Ingredients (serves 3-4):
  1. 2 teaspoons black peppercorns
  2. 1 teaspoon jeera / cumin seeds
  3. 1 teaspoon dhania / coriander seeds
  4. 6 + 3 curry leaves
  5. 1 teaspoon toor dal / tuvaram paruppu / yellow lentils
  6. 1 dry red chilli
  7. 1 inch ball of tamarind soaked in 1.25 cups hot water for 20 minutes
  8. 1/4 teaspoon hing / asafoetida
  9. 2 teaspoons ghee / clarified butter
  10. 1/2 teaspoon black mustard seeds
  11. salt as needed
Preparation:
  1. Extract tamarind juice from the softened pulp and add it to a sauce pan. Discard pulp, but add all the water. Add salt and hing and boil on medium heat for 10 minutes until the tamarind doesn't smell raw. 
  2. Grind together - peppercorns, cumin seeds, coriander seeds, 6 curry leaves, yellow lentils and red chilli to a coarse powder.

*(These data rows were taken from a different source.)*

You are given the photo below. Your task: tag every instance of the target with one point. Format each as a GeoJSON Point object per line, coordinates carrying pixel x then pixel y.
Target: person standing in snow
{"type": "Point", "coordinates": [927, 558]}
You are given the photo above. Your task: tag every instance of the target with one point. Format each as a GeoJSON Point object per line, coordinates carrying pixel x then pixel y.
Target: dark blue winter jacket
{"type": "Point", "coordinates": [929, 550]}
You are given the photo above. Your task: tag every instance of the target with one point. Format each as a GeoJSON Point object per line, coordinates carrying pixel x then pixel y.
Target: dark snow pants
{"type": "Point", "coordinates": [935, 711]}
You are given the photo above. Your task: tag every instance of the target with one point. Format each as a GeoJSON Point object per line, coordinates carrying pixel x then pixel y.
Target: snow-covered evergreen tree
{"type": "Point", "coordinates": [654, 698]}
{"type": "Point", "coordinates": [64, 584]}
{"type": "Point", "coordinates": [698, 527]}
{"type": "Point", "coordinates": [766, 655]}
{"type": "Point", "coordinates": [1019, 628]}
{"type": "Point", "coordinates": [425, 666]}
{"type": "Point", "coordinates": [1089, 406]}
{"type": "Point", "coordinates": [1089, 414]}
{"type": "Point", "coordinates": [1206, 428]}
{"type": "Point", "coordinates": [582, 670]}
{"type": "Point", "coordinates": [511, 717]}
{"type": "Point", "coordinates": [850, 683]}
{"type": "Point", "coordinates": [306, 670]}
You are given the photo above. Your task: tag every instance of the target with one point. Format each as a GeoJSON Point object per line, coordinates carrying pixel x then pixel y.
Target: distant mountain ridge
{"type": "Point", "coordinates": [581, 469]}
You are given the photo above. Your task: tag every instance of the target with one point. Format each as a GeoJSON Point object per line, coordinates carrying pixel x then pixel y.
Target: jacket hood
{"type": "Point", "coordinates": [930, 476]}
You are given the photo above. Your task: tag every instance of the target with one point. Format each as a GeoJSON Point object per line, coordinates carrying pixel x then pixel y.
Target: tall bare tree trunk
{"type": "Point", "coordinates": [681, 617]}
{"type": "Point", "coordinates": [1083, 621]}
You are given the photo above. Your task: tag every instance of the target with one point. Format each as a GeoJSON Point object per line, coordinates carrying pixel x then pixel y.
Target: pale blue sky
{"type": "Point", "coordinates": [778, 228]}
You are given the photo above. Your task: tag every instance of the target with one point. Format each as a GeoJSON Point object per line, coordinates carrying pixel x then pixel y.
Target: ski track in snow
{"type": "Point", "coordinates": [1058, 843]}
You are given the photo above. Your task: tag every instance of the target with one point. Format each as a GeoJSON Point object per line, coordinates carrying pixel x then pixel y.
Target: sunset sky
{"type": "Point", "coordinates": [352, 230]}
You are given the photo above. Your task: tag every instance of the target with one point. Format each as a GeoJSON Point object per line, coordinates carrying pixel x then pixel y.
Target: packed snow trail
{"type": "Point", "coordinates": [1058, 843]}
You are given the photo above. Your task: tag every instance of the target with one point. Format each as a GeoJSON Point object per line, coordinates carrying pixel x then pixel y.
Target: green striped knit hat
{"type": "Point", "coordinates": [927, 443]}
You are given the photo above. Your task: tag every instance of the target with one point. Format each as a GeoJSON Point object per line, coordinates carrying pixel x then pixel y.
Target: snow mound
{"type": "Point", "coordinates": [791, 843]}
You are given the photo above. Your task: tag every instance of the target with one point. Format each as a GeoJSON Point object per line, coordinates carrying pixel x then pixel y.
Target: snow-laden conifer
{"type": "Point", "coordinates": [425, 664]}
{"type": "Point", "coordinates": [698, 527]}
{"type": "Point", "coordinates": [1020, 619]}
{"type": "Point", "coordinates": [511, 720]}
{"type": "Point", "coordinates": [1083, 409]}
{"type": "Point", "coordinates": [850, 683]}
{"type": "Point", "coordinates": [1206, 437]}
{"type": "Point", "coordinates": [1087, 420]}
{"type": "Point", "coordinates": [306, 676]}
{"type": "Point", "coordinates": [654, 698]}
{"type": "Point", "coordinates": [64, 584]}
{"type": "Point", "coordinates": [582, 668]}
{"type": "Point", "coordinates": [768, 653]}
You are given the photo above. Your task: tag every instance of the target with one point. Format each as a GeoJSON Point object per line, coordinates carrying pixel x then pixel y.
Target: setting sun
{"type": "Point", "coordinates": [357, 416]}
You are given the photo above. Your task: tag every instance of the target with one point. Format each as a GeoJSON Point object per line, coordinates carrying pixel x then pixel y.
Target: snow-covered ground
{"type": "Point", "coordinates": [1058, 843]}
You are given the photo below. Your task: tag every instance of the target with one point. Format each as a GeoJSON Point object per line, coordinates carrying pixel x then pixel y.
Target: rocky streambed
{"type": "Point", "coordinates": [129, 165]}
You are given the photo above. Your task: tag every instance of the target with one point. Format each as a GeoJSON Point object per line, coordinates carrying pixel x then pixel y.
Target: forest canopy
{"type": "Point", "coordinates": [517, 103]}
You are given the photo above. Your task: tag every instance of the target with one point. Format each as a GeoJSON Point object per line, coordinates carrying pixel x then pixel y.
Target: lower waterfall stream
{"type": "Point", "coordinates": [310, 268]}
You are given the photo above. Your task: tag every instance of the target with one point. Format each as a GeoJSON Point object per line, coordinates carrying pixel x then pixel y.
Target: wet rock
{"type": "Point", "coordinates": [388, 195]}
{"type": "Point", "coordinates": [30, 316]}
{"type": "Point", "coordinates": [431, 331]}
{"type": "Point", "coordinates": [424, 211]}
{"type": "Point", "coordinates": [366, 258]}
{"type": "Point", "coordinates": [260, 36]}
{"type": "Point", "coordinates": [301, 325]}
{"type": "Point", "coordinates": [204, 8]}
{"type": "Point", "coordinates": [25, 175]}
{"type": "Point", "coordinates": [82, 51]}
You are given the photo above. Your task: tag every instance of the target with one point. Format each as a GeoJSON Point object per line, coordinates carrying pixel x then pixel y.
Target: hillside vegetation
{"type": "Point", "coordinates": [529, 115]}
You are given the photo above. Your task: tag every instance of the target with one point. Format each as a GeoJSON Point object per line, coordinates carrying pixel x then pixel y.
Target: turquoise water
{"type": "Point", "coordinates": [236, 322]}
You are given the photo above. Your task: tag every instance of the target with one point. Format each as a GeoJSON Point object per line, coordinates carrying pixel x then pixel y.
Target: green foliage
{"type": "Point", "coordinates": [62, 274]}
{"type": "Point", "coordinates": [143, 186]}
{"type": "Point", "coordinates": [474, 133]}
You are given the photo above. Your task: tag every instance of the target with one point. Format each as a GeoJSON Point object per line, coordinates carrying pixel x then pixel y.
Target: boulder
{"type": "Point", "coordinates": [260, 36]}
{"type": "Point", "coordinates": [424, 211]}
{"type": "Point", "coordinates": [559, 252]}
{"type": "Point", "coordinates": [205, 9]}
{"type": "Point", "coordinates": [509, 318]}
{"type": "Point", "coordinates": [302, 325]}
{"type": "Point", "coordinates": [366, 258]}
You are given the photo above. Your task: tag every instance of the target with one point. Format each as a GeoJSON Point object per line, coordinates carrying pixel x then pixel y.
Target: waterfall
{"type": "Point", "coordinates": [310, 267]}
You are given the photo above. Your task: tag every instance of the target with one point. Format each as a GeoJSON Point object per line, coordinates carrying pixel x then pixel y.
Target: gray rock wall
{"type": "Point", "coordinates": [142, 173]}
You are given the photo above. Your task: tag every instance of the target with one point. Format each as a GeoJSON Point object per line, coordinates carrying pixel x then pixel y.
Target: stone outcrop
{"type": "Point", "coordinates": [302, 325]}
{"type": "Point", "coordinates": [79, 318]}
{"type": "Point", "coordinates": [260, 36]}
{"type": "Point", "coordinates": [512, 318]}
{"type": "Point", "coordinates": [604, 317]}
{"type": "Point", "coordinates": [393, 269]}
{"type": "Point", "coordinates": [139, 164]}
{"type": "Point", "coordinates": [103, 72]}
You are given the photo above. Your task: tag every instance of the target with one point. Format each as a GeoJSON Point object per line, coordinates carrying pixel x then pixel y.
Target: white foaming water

Mix the powder with a little water so that it's easier to mix with the tamarind broth. Add this to the tamarind broth and mix well.
  3. Add 1.25 cups of water and boil on low-medium heat for 5 minutes until rasam is frothy around the edges. Remove from heat
  4. Heat ghee and season it with mustard seeds. Wait for the mustard seeds to crackle. Add remaining curry leaves and add the seasoning to the rasam and stir well. 
Serve with hot rice for a comforting meal.